The Newport Aquarium and some of its animal ambassadors visited Maysville Friday.
Students from Mason County Intermediate School and St. Patrick School filled the MCIS gymnasium to learn about several animals from the aquarium. The presentation was one of four throughout the day.
The Wave Foundation visited MCIS with four animals, a turtle, a lizard, a snake and a penguin. The event was sponsored by the Maysville Rotary Club.
During the presentation, Grace Kahmann, with the Wave foundation, talked about the characteristics of each animal. As she spoke, Amanda Anderson, also with the Wave Foundation, carried each animal around so the children could see them up close.
The first animal was a three-toed box turtle named Dorthy. According to Kahmann, the box turtle is the only specie of turtle that can go fully inside its own shell.
“The shell protects it,” she said. “It’s also a part of its skeleton, so when you touch the shell, it would be just like someone touching your fingernail. She can feel it.”
Kahmann also said the turtle’s age can be found by counting the rings around the shell.
“Just like a tree, a turtle has rings that show just how old it is,” she said.
The second animal was a blue tongue skink named Tina.
“These lizards are native to Africa,” Kahmann said. “They’re kind of like neighbors to the penguin we have here who is also native to Africa.”
The blue tongue skink was named for its bright blue tongue that it uses to scare off predators, according to Kahmann.
“She’s actually harmless,” Kahmann said. “But, when she feels threatened, she’ll stick out her tongue and the bright color will scare predators away. She eats snails and bugs, so a lot of people like to have them in their yard. She also likes really hot weather.”

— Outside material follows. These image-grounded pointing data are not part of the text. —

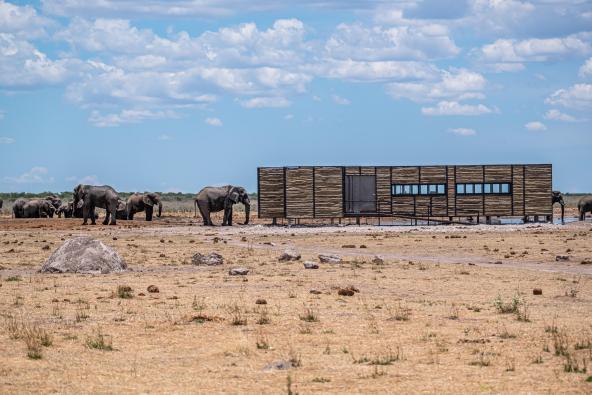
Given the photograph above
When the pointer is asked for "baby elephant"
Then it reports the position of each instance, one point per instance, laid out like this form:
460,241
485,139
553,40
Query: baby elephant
139,202
584,206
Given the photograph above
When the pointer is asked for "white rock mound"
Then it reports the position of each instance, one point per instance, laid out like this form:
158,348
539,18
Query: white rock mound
84,255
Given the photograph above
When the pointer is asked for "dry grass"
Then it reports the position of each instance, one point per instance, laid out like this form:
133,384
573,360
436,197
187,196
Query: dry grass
436,316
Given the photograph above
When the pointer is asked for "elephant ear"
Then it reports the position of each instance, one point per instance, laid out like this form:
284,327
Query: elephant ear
147,200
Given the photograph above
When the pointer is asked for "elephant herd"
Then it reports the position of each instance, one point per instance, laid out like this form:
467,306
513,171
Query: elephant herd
88,197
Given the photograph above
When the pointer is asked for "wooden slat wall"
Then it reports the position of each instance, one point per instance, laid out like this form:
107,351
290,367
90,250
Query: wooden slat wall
405,175
328,192
518,190
271,192
498,204
433,174
538,190
383,189
451,191
299,193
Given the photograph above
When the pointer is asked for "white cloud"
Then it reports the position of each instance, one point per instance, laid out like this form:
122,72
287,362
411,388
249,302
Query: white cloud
422,42
586,69
511,53
578,96
37,175
263,102
340,100
457,84
556,115
127,116
455,108
535,126
213,121
7,140
463,131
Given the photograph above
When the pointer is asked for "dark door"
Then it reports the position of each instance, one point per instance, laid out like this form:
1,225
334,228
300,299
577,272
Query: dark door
360,194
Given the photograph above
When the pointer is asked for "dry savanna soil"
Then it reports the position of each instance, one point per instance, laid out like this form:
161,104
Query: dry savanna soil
447,309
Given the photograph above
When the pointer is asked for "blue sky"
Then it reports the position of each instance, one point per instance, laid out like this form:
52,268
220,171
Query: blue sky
175,95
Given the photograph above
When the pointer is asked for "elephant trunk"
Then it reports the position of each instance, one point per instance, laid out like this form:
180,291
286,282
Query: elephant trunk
247,212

According to Kahmann, the lizard can also break off its own tail. If it receives enough nutrients, it can regrow the tail, but it takes about a year.
Kahmann said the lizard can live up to 30 years.
The third animal was a ball python named Kaa.
“Ball pythons are very common as pets,” she said. “They’re not poisonous, but if they bite it will hurt. The ball python is a constrictor, so it squeezes its prey. It doesn’t get very large, so if it were to squeeze you, it won’t kill you.”
The ball python can live long lives. The longest recorded life span is 47 years.
“They don’t have arms and legs, but can still climb trees, too,” Kahmann said. “Their bodies are pure muscle mass.”
The final animal, and the seemingly favorite of the students, was a penguin named Simon.
Simon, a female penguin, was released from her cage and allowed to roam the gymnasium floor as students watched. One of the other members of the Wave Foundation, Josh Thompson, carried around a toy that the penguin chased, while flapping its wings.
As the penguin played in the gymnasium, Kahmann told the students some facts about it.
“A penguin can’t fly,” she said. “There are other birds that can’t fly, too, like the ostrich. Most birds that can fly have small, light wings, but a penguin has dense, heavy bones that are good for getting under the water so they can fish.”
Once Kahmann finished her presentation, she allowed the students to line up and pet the animals.
Ethan Kalee, a St. Patrick fifth-grade student said he enjoyed learning about the animals .
“I didn’t know penguins had to trim their beaks,” he said. “It was a really good experience. You don’t normally get to touch a penguin or a lizard or snake every single day.”
Ashlyn Sergent, an MCIS third-grade student said she learned a lot about the animals.
“I learned so much about the penguin, lizard, turtle and snake,” she said. “I enjoyed learning everything. I never knew any of that. That’s penguin was so smooth. It was a lot of fun.”
MCIS Principal Robbie Kimble said he felt having the Wave Foundation visit the school was good for the students.
“It’s something the Rotary, and Jackie Thomas, who originally brought it to our attention and they put this on for us,” he said. “I was excited, because I knew the kids would love it. It’s a great experience for the kids — especially those who may not normally get to go to the aquarium.”